É-lhes geralmente pedida uma neutralidade rigorosa, embora a sua função seja geralmente a de fazer avançar um plano, um projeto ou uma função em resposta a uma situação que tem sempre uma ressonância política. A sua posição é delicada.
No seu texto"Até que ponto se pode dizer que a animação é política?
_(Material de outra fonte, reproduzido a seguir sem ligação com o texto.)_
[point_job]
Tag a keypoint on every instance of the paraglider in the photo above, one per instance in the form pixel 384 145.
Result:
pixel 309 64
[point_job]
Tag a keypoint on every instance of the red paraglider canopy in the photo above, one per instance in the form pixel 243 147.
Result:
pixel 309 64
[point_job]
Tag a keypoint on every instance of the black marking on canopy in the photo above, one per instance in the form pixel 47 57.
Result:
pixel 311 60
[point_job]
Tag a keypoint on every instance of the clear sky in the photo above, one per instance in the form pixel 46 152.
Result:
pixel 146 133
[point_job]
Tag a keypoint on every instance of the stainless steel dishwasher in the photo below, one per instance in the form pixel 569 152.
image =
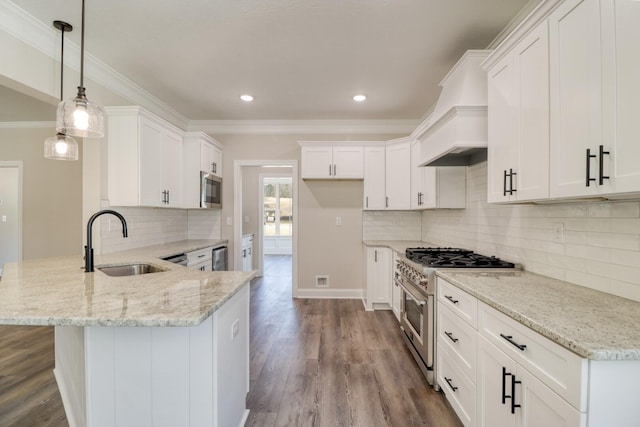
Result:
pixel 219 259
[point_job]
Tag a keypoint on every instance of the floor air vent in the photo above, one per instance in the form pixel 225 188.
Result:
pixel 322 281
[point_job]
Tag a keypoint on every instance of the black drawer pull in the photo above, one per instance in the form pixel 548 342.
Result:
pixel 589 157
pixel 513 395
pixel 450 298
pixel 448 380
pixel 450 335
pixel 509 338
pixel 601 175
pixel 505 374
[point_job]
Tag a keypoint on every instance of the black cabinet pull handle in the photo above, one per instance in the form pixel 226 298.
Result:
pixel 511 174
pixel 504 385
pixel 509 338
pixel 450 335
pixel 448 380
pixel 589 157
pixel 504 183
pixel 450 298
pixel 514 405
pixel 601 175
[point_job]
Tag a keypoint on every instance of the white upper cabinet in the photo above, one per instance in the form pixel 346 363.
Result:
pixel 201 153
pixel 595 96
pixel 518 121
pixel 144 159
pixel 374 178
pixel 398 176
pixel 332 161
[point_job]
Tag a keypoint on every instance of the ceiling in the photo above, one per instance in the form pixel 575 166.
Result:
pixel 301 60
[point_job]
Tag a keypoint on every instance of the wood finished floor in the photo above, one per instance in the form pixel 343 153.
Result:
pixel 313 363
pixel 29 394
pixel 331 363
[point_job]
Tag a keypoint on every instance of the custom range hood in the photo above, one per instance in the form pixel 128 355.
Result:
pixel 455 134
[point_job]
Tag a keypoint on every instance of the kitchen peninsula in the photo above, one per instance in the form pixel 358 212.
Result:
pixel 160 349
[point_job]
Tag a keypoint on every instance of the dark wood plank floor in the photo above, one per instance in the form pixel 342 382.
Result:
pixel 29 394
pixel 313 363
pixel 330 363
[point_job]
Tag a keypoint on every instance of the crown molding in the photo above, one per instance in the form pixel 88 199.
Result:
pixel 27 125
pixel 345 127
pixel 23 26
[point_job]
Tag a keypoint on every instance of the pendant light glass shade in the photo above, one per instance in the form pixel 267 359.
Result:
pixel 61 147
pixel 80 117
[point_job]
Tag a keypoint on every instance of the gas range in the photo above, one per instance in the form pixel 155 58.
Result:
pixel 419 264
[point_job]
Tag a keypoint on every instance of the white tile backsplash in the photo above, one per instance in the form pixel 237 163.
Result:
pixel 391 225
pixel 153 226
pixel 600 246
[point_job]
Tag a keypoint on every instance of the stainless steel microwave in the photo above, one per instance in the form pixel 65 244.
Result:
pixel 210 190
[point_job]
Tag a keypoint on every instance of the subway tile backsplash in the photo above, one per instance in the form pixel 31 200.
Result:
pixel 391 225
pixel 598 247
pixel 152 226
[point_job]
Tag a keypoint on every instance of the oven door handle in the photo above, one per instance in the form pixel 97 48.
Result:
pixel 413 297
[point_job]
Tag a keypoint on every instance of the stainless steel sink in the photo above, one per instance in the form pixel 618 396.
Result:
pixel 130 269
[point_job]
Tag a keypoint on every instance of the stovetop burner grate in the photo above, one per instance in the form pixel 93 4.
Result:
pixel 454 258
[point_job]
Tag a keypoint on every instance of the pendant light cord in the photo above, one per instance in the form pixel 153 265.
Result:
pixel 82 48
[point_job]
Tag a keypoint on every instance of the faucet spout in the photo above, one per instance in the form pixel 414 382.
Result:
pixel 88 249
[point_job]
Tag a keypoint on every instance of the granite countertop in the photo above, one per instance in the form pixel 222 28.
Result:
pixel 592 324
pixel 57 291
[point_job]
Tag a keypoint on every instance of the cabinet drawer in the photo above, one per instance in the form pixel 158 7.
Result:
pixel 459 338
pixel 558 368
pixel 199 255
pixel 460 302
pixel 460 391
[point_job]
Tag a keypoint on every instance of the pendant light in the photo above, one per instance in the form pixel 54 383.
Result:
pixel 79 116
pixel 61 146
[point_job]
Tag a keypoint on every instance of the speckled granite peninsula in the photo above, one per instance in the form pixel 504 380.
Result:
pixel 164 348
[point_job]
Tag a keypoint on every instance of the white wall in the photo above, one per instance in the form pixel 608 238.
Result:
pixel 600 247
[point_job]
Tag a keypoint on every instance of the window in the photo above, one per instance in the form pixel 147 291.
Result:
pixel 278 209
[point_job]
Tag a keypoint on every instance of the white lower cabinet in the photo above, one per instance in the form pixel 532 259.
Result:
pixel 378 272
pixel 520 378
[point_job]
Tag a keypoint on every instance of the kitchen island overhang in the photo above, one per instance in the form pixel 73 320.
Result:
pixel 159 349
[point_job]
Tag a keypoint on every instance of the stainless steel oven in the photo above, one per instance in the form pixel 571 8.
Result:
pixel 417 317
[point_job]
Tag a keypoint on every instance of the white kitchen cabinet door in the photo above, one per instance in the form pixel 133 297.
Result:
pixel 621 94
pixel 378 278
pixel 540 406
pixel 316 162
pixel 576 99
pixel 417 177
pixel 151 162
pixel 348 162
pixel 398 176
pixel 172 168
pixel 495 370
pixel 518 96
pixel 374 178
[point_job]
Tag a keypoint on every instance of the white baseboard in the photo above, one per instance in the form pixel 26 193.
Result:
pixel 328 293
pixel 66 403
pixel 244 419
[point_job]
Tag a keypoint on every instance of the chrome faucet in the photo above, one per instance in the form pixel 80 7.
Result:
pixel 88 250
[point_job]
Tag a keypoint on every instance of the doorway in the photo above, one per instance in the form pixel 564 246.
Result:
pixel 10 212
pixel 248 177
pixel 276 214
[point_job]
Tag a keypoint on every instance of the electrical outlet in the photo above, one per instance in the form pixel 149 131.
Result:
pixel 558 232
pixel 235 329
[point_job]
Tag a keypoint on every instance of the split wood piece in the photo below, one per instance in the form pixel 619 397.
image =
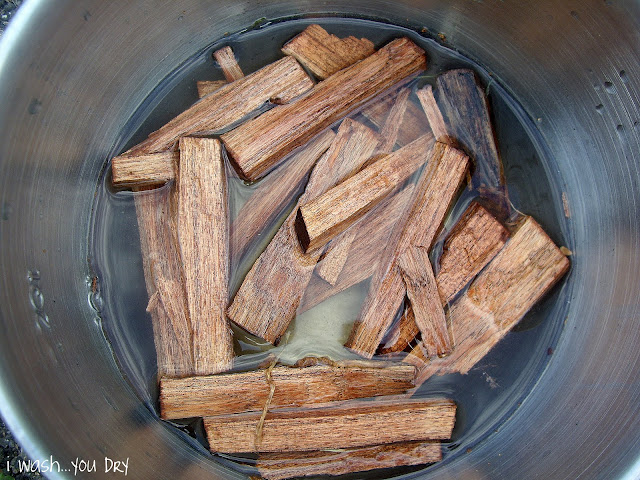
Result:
pixel 279 466
pixel 412 124
pixel 270 294
pixel 434 116
pixel 227 61
pixel 333 260
pixel 475 239
pixel 465 109
pixel 205 87
pixel 275 192
pixel 353 423
pixel 203 234
pixel 367 248
pixel 292 387
pixel 401 333
pixel 524 270
pixel 283 80
pixel 165 284
pixel 322 218
pixel 324 54
pixel 426 305
pixel 435 192
pixel 144 170
pixel 260 144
Jérôme Camus e Francis Lebon analisam a questão do trabalho social e a sua dimensão política.
"Ao promover uma visão "moderna" da política, a-conflitual e individualizante, o Estado conseguiu descartar e desqualificar a maioria (mas não todas) das expressões alternativas no domínio das práticas e ideologias políticas".
Para além de "neutralizar" o trabalho dos facilitadores, no sentido em que não orienta os cidadãos para uma posição específica (os cidadãos têm sempre direito às suas próprias opiniões), o trabalho de facilitação contribui ativamente para a "socialização política" dos participantes e para a utilização de canais de influência mediáticos, políticos ou intelectuais na arena social.
Desde a condução de reuniões até à organização de acções, os facilitadores e os participantes adquirem experiência que podem depois transferir para outras situações.
Até que ponto se pode dizer que a facilitação é política? - Jérôme Camus e Francis Lebon em"L'animation socioculturelle professionnelle, quels rapports au politique?Edição aberta.